This exchange went back and forth for a while, and I continued to act like a crazy irrational person, and at some point, this was said, “I know you would protect Eliot from any harm if it were a human being threatening you, and this is just a stupid bug! YOU CAN DO IT.” And to that, I replied something like this, “ROACHES ARE WORSE THAN HUMANS!”
So, I, dressed in my superman pajamas, unshowered with a baby who desperately needed a diaper change, stood there thinking and barely kept from crying. After a moment, I asked Daniel if his best friend was home from work today, who lives about twenty minutes away with traffic. He said he didn’t know, so he hung up and called him, after giving me instructions to not leave the roach unattended. Five minutes later, he called me back to tell me his friend was on the way.

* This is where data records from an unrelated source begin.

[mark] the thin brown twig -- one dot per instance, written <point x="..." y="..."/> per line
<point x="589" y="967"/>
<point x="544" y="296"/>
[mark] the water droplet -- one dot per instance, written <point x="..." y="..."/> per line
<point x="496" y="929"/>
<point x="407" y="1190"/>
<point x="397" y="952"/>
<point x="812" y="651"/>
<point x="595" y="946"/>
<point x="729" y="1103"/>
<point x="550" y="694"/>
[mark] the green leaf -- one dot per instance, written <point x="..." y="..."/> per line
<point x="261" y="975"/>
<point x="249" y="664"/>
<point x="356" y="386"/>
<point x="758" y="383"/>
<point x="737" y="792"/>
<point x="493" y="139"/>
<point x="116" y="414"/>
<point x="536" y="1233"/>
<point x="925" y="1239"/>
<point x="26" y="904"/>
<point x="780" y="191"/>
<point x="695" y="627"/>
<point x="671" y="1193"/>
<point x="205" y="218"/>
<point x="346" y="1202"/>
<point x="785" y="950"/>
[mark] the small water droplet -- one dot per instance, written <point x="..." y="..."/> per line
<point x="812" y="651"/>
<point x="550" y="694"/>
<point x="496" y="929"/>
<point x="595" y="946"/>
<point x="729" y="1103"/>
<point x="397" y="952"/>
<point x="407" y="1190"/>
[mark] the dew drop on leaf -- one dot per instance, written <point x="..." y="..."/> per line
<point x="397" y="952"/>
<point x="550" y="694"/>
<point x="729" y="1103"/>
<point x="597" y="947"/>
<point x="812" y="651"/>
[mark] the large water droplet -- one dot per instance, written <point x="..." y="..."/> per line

“He’s coming over, it will take about twenty minutes. Don’t move. Watch the roach and make sure you don’t lose it. Feed him lunch, thank him profusely, and don’t let the roach out of your sight.I have to go back to my meeting now.” I continued shrieking as the roach crawled quickly from place to place, and for the next twenty minutes, I followed it from the living room, to the kitchen, to the living room again, keeping my distance. I spent the entire time lamenting in my head about my weakness and agonizing over the thing. I spent that time in embarrassment over what my husband must think and what my husband’s friend must think.

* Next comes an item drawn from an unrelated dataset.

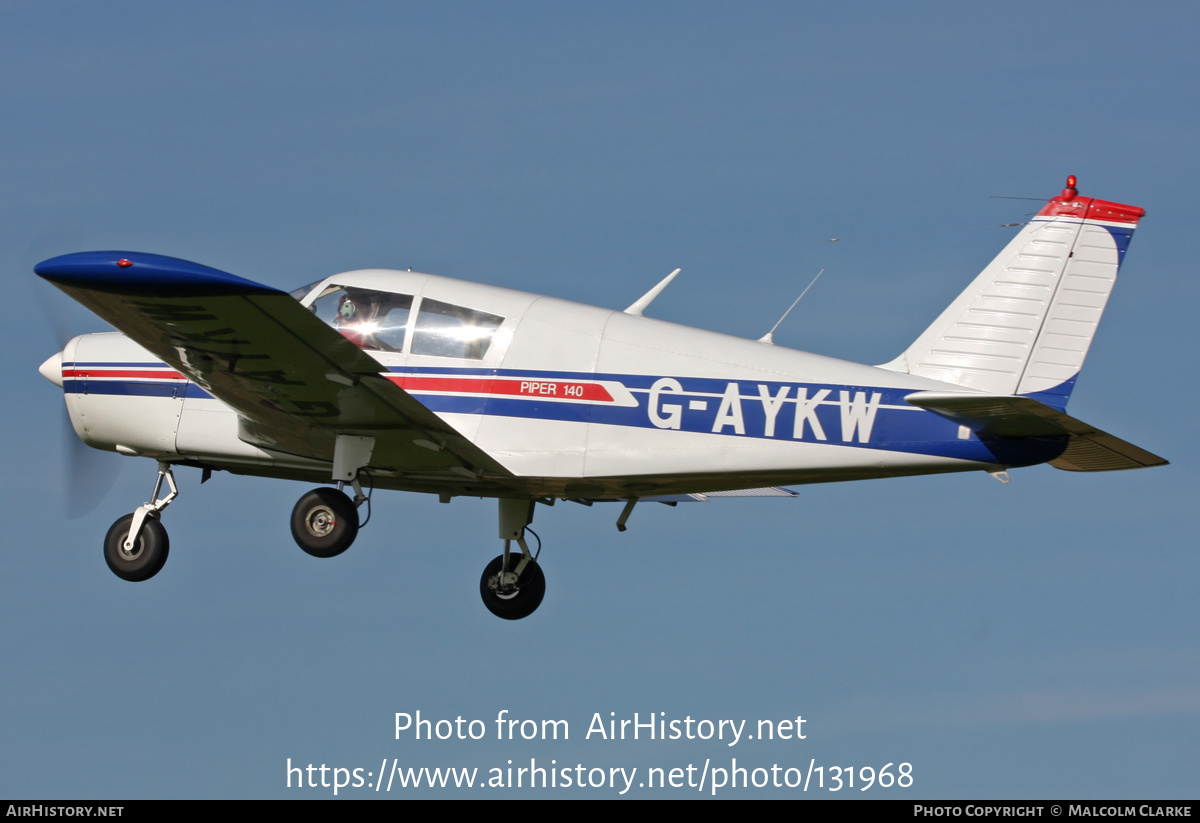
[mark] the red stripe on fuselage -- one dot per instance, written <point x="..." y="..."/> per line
<point x="509" y="386"/>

I spent a lot of time being mortified.
And finally, after that long period of terror, embarrassment, and mortification, a friendly face appeared at the open door and came directly in to deal with the three inch monster. I pointed it out, gave him a hug, and said I was going in the other room because I had no intentions of losing my marbles so audibly in front of this friend. After a few minutes, I heard, “He’s dead!” and I came out of my retreat and took a shaky breath.
I was reminded of my many flaws, today, and more importantly, my weaknesses. I couldn’t even deal with a roach on my own, and it reminded me of how much more I can’t do without God. It reminded me of how I need to be thankful and grateful, and how I need to repent of my sins, because I NEED GOD. I had to have the humility (whether chosen or not) to ask a friend to help me with my weakness, and I need to have the same humility to ask God to help me with my more spiritual weaknesses.